It's an exponential algorithm. The first itteration makes 4 then 16 then 64
and so on.
6 itterations makes a list of 4096 triangles. 7 itterations should make 16k
triangles, but
it won't finish in MrEd. I ran it overnight in MzScheme, don't know how long
it took, but
it took longer than the several minutes I waited before I left.
I'm running (most likely) a debug build for both MrEd and MzScheme.
Here are some more details and some related questions:
4096 triangles takes only a few seconds, I would expect 16k triangles to
take about 4 times as long
instead, after several minutes, MrEd vanishes from my screen without a
trace. :-( --- hey, wait a minute,
this is Scheme, that's not supposed to happen! If it's running out of
memory, shouldn't it post some sort of
error or something? Is this happening because I'm running debug? I assume it
will run faster if I rebuild retail.
So now I'm wondering about tail-call optimization and how/whether MzScheme
uses the/a stack etc.
As for tail call stuff:
In the code above, gen-terrain uses a tail call, i.e. nothing happens to the
value returned by the
recursive call to gen-terrain. So, as I understand it, this will get
replaced by a simple loop by
the compiler.
Now, new-triangles, on the other hand is not a tail call, since the
recursive call returns to append.
I rewrote using a tail call like this:
(define (new-triangles old-v new-v)
(if (null? old-v) new-v
(new-vertices (cdr old-v) (append
(calculate-new-triangles (caar old-v)
(cadar old-v) (caddar old-v))
new-v))))
Now, when I run, it finishes after a few momemnents.

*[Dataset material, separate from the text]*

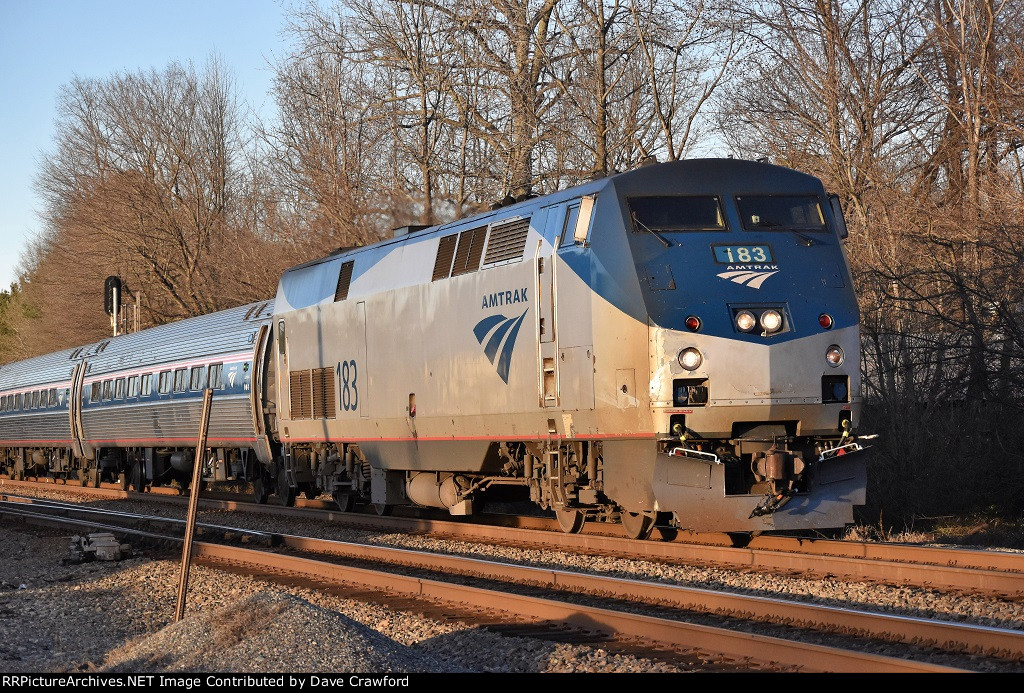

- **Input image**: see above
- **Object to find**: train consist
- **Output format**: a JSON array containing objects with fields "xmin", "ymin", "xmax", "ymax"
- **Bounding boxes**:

So obviously the
compiler is treating the two versions of the routine differently. Does it
use a stack to implement the original, non-tail version?
I have a textbook, which describes an optimization that uses
"continuation-passing-style". I started reading about the CPS
transformation, but only gave the chapter a quick once over, since then I've
gotten interested in the OpenGL stuff again and haven't spent much time on
the other studying, so I only have a first notion of how the CPS
transformation works --- already several months old..

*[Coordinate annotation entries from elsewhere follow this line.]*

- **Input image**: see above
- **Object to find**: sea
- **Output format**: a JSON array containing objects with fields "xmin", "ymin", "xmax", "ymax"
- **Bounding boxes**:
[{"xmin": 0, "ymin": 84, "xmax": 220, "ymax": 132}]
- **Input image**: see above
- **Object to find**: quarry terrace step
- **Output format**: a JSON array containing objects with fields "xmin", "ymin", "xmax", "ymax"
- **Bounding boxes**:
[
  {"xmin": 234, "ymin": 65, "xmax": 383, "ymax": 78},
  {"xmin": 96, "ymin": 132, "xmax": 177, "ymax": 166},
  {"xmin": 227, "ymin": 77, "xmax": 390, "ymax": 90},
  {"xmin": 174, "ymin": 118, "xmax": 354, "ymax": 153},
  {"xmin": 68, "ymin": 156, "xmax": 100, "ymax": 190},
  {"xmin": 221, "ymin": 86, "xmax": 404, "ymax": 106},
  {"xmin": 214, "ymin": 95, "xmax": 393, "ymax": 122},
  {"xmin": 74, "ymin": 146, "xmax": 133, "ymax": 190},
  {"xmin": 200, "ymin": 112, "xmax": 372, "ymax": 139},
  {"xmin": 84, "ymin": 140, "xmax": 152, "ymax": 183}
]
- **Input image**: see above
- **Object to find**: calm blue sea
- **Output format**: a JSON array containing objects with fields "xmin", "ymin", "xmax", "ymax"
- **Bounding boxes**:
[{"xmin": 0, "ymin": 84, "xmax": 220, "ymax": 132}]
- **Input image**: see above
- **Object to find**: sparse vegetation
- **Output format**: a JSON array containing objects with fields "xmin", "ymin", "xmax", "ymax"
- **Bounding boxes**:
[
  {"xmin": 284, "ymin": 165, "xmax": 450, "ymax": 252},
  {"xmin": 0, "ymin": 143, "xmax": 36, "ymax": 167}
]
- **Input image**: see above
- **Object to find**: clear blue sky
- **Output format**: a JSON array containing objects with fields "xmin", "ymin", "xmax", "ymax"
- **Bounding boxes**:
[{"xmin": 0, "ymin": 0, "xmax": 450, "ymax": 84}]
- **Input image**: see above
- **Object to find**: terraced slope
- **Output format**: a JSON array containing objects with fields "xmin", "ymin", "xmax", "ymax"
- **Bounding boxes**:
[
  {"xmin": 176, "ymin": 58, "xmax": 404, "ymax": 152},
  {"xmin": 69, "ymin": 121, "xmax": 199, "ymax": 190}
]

Here's my "first notion" of how it works: the compiler, adds a new paramter
to the function. The new parameter is a function that represents the
"continuation" of the computation when the routine finishes. By re-writing
the code using
CPS, any recursive routine then can be transformed into a routine which can
be "flow-charted" (is this sentence true.)
"Flow charted" means that recursive calls are replaced by loops (are
stacks/lists needed?). Finally the "flow-charted" version is used to
generate machine code in later stages of the compiler.
So now I wonder, what is the relationship between tail-call optimizatioin
and "CPS transformations"?
Scheme is tail-call optimized as part of the r5rs, what about other compiler
optimizations, are they required by the spec?
What about MzScheme, what optimizations, transformations does it implement?
Could a CPS transformation, or other optimization, potentially change the
semantics of an algorithm? What if you want it to be slow and use more
memory?
Shriram once said in an email, that tail call optimization was "the most
profound advancement in compiler technology"
--- or something to that affect. (Please forgive, if I've misquoted, if it's
important, I can dig and find the original mail.) I can explain to people
how the simpler version works --- i.e. how a simple tail call is replaced
with a goto and hence avoids using extra stack opperations. Can someone
explain why this is so profound?
Thanks.